The description of each case is given below:
The first line contains two integers Q and M. The next Q lines contains the operations in ith line following form:
M yi: x = x * yi.
N di: x = x / ydi.
It’s ensure that di is different.
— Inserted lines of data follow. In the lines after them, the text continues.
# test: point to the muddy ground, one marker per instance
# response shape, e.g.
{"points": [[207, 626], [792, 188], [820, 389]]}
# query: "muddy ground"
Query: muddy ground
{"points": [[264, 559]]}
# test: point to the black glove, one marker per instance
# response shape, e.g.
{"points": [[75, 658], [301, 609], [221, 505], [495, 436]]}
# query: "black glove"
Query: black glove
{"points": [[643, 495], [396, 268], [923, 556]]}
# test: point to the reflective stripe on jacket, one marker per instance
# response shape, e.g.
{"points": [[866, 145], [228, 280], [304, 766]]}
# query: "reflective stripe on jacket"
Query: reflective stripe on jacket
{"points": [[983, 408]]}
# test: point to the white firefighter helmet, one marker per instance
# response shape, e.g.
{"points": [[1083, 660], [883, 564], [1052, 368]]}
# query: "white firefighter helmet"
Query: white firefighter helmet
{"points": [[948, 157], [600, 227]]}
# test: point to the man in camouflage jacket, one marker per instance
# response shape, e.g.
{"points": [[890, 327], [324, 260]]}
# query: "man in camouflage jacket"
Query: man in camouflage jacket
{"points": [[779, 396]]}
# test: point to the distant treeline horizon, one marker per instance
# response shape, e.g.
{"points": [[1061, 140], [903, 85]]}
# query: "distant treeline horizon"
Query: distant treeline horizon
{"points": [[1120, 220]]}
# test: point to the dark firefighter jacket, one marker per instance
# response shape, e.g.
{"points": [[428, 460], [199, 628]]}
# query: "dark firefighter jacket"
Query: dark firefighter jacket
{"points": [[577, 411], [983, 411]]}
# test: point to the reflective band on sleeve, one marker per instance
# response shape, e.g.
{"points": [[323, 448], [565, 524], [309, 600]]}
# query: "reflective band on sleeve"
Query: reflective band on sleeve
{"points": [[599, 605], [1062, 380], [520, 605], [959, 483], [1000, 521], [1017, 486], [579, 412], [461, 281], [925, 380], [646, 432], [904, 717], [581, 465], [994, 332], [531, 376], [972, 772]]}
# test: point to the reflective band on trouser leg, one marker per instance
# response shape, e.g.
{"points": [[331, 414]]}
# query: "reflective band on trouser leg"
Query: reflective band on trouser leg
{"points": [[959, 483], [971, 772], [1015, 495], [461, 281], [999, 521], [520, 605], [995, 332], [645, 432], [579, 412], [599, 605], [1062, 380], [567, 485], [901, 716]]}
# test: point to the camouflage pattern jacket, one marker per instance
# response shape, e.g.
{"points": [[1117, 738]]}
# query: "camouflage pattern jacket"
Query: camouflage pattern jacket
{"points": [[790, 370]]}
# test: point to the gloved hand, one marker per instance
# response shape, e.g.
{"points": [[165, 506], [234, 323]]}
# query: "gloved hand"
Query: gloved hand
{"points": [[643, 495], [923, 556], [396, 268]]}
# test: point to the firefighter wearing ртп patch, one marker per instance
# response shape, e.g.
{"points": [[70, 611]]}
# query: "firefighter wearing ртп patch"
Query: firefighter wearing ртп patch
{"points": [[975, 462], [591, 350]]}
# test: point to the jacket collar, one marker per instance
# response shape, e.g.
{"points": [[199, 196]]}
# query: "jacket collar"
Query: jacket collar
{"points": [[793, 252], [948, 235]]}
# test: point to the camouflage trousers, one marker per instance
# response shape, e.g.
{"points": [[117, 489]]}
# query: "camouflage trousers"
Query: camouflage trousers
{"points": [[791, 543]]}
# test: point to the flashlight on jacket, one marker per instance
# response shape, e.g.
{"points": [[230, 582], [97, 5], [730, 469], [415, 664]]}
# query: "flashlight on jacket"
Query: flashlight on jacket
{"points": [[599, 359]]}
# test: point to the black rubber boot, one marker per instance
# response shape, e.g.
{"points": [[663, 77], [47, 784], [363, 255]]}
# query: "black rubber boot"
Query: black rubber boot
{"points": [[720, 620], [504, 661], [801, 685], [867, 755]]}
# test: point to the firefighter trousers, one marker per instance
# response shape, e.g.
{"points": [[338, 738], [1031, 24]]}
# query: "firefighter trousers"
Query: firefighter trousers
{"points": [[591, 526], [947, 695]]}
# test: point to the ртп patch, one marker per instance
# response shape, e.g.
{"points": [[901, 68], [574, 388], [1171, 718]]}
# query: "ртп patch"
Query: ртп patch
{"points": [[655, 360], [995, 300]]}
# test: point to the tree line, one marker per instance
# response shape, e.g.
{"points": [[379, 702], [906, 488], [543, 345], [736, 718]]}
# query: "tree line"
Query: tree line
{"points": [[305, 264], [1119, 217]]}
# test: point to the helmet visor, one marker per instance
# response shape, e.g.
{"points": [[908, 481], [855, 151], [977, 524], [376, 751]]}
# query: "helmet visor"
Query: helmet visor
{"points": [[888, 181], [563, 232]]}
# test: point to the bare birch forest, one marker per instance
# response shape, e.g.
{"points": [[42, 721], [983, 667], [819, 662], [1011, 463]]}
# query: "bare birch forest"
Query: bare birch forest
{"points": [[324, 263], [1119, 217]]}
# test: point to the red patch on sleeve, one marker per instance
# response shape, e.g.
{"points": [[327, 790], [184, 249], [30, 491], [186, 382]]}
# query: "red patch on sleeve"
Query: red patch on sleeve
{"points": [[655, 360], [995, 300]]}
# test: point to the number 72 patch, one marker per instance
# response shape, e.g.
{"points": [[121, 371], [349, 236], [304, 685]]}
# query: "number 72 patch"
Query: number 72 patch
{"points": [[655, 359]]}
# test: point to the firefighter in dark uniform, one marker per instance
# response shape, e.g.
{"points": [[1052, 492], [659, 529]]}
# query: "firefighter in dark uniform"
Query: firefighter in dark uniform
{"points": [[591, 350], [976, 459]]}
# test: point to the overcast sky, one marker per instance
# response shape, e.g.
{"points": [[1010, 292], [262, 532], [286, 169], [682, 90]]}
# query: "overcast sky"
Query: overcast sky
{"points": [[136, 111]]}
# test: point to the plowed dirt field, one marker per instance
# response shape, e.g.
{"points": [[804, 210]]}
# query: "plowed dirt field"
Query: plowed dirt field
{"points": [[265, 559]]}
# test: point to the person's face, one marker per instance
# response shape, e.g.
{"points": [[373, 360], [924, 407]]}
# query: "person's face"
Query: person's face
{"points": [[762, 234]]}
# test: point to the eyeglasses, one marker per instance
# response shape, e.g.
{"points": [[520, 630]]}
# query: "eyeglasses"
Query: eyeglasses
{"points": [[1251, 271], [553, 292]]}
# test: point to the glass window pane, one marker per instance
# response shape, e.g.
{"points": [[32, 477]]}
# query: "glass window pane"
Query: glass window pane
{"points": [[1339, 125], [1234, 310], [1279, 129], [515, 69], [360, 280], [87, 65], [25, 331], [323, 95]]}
That means you can divide yi only once after yi came up.
0 < yi ≤ 10^9, M ≤ 10^9
Output
For each operation, print an integer (one per line) x % M.
Sample Input
1 10 1000000000 M 2 D 1 M 2 M 10 D 3 D 4 M 6 M 7 M 12 D 7
Sample Output
2 1 2 20 10 1 6 42 504 84
#include<cstdio>
#include<cstring>
#include<algorithm>
#include<iostream>
#include<string>
#include<vector>
#include<stack>
#include<bitset>
#include<cstdlib>
#include<cmath>
#include<set>
#include<list>
#include<deque>
#include<map>
#include<queue>
using namespace std;
typedef long long ll;
const double PI = acos(-1.0);
const double eps = 1e-6;
const int INF = 1000000000;
const int maxn = 1e5+1;
ll tree1[maxn*4];
ll value;
ll mod;
void update(int l,int r,int root,int k)
{
if(l==r)
{
tree1[root]=value;
return;
}
ll mid=(l+r)/2;
if(k<=mid)
update(l,mid,root*2,k);
else
update(mid+1,r,root*2+1,k);
tree1[root]=tree1[root*2]*tree1[root*2+1]%mod;
}
int main()
{
int t;
scanf("%d",&t);
while(t--)
{
int n;
int k;
scanf("%d %lld",&n,&mod);
char s[100];
for(ll i=1; i<=maxn*4; i++)
tree1[i]=1;
for(int i=1; i<=n; i++)
{
scanf("%s",s);
scanf("%d",&k);
if(s[0]=='M')
{
value=k;
update(1,maxn,1,i);
}
else
{
value=1;
update(1,maxn,1,k);
}
printf("%lld\n",tree1[1]);
}
}
return 0;
}